Flood Insurance Rates Cresting at Highest Levels Ever in Some Areas

Hurricanes, rising sea levels, changing weather patterns put more homes at risk.

Flood Insurance Rates Cresting at Highest Levels Ever in Some Areas
Photo by The Tampa Bay Estuary Program / Unsplash

Enjoying your waterfront view? It's about to get a lot more expensive. The Federal Emergency Management Agency (FEMA) is "adjusting" its flood insurance rates to meet the new reality of bigger and more frequent floods in coastal and low-lying areas.

Increases of more than 300% are likely along some hurricane-prone parts of the East Coast. But other parts of the country are also in for adjustments that may make some housing unaffordable.

Although current owners will be stepped up to the new rates gradually, with existing homeowners limited to an 18% annual increase under federal law while new owners will have to pay the going rate.

This could catch some homebuyers by surprise if the seller doesn't spell it out clearly, so if you're buying a new home be sure to nail down the rate information. Sellers should disclose the change, if they know about it, but many may not.

Take a look at FEMA's Zip Code map to find rate information in your area.


Southeast U.S. most at risk

Thanks to the prevalence of hurricanes and the rising water levels linked to climate change, the Southeast will take the biggest hit.

For one policyholder in a flood zone in Palmetto Bay, Florida, the annual premium will eventually climb from just over $1,000 to almost $5,000, said Clayton Fischer, an agent with Blue Marlin Insurance in Coral Gables, according to a report in the Insurance Journal.
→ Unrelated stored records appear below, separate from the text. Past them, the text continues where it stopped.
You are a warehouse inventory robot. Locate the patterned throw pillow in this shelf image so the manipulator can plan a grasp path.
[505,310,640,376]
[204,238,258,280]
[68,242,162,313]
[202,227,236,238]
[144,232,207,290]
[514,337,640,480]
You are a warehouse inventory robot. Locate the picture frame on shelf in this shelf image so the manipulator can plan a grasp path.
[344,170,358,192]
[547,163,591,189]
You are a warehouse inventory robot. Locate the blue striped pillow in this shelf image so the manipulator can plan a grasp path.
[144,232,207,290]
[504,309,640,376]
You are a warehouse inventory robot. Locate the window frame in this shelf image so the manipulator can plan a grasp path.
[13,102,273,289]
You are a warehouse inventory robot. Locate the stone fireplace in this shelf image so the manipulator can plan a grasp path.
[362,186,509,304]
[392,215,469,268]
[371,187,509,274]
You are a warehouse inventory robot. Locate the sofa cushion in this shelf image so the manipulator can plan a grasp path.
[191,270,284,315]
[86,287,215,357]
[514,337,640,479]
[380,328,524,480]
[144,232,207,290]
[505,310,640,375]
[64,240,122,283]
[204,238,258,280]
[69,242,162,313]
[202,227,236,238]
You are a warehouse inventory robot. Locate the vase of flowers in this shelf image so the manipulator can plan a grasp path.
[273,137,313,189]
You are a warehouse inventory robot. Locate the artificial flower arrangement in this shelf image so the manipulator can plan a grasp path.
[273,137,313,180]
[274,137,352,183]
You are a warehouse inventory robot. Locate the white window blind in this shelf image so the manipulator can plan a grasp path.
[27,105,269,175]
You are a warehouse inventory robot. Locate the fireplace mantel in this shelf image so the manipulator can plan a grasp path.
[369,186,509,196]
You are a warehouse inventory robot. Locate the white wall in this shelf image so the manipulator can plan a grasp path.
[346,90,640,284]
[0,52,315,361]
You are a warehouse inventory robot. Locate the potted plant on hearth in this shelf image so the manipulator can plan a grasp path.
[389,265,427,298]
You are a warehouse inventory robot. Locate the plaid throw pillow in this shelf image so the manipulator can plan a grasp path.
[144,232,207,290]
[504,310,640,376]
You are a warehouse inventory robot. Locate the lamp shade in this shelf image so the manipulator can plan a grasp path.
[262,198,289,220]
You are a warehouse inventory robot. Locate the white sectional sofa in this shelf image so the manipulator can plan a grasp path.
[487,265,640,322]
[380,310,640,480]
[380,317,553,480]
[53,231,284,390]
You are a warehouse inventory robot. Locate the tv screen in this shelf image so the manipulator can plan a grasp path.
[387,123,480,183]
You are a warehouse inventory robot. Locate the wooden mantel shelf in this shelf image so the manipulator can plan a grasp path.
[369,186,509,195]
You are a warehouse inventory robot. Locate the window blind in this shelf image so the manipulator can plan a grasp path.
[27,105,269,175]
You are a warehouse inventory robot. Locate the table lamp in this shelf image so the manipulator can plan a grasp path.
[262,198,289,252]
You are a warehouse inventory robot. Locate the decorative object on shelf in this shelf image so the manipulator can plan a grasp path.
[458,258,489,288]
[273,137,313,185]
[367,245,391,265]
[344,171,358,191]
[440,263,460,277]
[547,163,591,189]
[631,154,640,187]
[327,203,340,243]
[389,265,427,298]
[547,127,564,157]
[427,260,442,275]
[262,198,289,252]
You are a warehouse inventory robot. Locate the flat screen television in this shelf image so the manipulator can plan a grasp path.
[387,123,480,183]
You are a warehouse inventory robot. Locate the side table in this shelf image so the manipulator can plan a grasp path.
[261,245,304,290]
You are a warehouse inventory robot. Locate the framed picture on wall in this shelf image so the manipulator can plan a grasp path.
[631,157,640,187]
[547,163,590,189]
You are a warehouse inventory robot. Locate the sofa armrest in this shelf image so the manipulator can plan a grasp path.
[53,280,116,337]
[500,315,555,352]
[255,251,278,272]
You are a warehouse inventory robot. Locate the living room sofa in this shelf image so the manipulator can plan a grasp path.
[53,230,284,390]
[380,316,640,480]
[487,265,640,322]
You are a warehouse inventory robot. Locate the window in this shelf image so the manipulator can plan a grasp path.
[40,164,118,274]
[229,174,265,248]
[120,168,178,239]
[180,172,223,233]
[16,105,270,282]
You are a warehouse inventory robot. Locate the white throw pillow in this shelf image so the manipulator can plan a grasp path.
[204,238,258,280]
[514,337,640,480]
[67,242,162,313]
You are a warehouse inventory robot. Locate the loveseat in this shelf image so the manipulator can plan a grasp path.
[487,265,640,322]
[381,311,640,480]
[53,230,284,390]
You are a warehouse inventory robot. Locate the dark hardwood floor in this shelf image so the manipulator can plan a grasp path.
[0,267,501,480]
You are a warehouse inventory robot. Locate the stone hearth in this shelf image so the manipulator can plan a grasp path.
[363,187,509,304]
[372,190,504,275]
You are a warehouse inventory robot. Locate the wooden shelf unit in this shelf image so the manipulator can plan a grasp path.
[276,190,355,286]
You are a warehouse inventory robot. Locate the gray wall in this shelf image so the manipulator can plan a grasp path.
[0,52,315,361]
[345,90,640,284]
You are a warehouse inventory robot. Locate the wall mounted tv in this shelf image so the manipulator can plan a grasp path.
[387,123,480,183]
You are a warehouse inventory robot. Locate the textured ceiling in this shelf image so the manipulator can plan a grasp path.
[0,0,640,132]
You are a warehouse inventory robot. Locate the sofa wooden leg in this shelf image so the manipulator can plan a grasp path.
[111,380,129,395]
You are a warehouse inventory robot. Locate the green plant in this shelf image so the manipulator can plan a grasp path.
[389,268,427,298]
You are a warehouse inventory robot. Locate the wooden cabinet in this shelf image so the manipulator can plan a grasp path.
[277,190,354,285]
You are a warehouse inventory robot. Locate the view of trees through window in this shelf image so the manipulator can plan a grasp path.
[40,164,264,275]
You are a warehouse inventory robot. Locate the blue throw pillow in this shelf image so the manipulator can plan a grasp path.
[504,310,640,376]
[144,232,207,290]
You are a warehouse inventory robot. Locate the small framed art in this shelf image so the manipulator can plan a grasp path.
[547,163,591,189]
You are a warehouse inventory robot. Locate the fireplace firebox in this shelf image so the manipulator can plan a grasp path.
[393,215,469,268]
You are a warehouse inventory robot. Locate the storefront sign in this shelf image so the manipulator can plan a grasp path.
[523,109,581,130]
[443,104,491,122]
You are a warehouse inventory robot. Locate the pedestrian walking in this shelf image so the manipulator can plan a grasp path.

In parts of Pensacola, the average flood premium will double, from $639 annually to $1,293. In Houma, Louisiana, southwest of New Orleans, the average premium will jump from $982 per year to $3,511, the Journal said.

Increases not a surprise

The latest increases are not a surprise. The national flood insurance program has been lsoing money for years. It was started when private insurers stopped offering policies in high-risk areas and has traditionally operated in the red, paying out more in claims than it collects in premiums.

Critics say homeowners should bear the cost themselves but Sen. Bob Menendez  (D-NJ) and other politicians represent areas of the country – like the Jersey Shore – where the majority of homeowners are middle-class and would be unable to afford flood insurance without government support.

It’s not just homeowners who benefit from the coverage, said said Chad Berginnis, executive director of the Association of State Floodplain Managers, in an AP report.

“We are talking the basic economic health, I think of not only our households and businesses, but our communities at large,” if fewer people buy flood insurance, he said.